Jewish human rights group urges community to act for refugees

Director of the JCORE calls on Jewish families to use the Jewish new year to help those who are less fortunate

Syrian refugees

A Jewish human rights organisation is calling on Jews to help push the government to do more to help refugees seeking to enter the UK.

Writing in Jewish News this week, Jewish Council for Racial Equality (JCORE) director Edie Friedman said that Jewish families meeting during the upcoming holidays should reflect on those families who were being stopped from doing so.

“New beginnings are something we think a lot about during Rosh Hashanah,” she says. “During this high holyday period we have time to reflect on the many demands and obligations made on us- personal, societal, communal.

“We do this in the presence of our family, friends and community. So it is an appropriate time to think about other families in difficult circumstances, and how government action can enable some of them to be reunited, and help young people make a fresh start.”

The campaign being supported by JCORE, called ‘Let the Children In,’ pushes for a legal change to allow entry to refugee children with close relatives in the UK, in order to avoid the life-threatening journeys many are making to get here.

Friedman said children are currently at risk of exploitation “at every turn in their attempt to reach the UK,” adding: “Soon the shofar will be sounded, reawakening our senses and calling us to action. We must now call the government into action to simply do the right thing.”
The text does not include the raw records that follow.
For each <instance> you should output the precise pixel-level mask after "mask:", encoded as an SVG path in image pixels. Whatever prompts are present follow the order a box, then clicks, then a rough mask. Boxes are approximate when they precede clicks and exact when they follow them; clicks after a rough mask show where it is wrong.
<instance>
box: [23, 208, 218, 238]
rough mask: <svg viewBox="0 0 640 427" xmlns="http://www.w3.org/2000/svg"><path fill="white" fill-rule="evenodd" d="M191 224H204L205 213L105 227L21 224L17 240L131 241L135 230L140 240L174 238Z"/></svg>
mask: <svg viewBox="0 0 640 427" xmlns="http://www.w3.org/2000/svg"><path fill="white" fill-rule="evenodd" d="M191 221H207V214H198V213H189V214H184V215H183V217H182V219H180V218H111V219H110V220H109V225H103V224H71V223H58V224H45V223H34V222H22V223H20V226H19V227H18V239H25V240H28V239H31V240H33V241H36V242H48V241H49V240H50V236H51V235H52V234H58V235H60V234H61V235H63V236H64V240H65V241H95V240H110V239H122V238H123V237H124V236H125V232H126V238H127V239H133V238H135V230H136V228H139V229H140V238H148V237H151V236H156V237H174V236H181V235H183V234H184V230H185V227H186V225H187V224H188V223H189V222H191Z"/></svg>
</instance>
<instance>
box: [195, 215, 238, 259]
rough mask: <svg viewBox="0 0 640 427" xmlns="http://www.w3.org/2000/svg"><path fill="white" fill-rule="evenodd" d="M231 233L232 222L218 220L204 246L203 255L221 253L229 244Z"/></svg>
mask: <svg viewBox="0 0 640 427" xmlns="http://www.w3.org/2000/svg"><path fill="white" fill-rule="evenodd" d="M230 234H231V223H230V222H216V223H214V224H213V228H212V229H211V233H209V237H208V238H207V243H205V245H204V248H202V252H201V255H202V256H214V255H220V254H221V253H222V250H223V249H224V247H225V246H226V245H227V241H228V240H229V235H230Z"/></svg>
World Jewish Relief has helped more than 20,000 Syrian refugees in Greece, Turkey and the UK since launching its second appeal in September 2015, as millions made their way out of warzones in the Middle East and north Africa.

Almost £1 million was raised in less than 12 months, in what was described as an act of “exceptional” generosity from the Jewish community, but many were left frustrated at the Conservative government’s reluctance to help bring unaccompanied child refugees to the UK.

Labour peer Lord Alf Dubs, himself a Jewish refugee who came over on the Kindertransport, led cross-party efforts which saw the government guarantee safe haven for 3,000 children, but Home Secretary Amber Rudd ended the scheme earlier this year after only 200 children had been brought to Britain.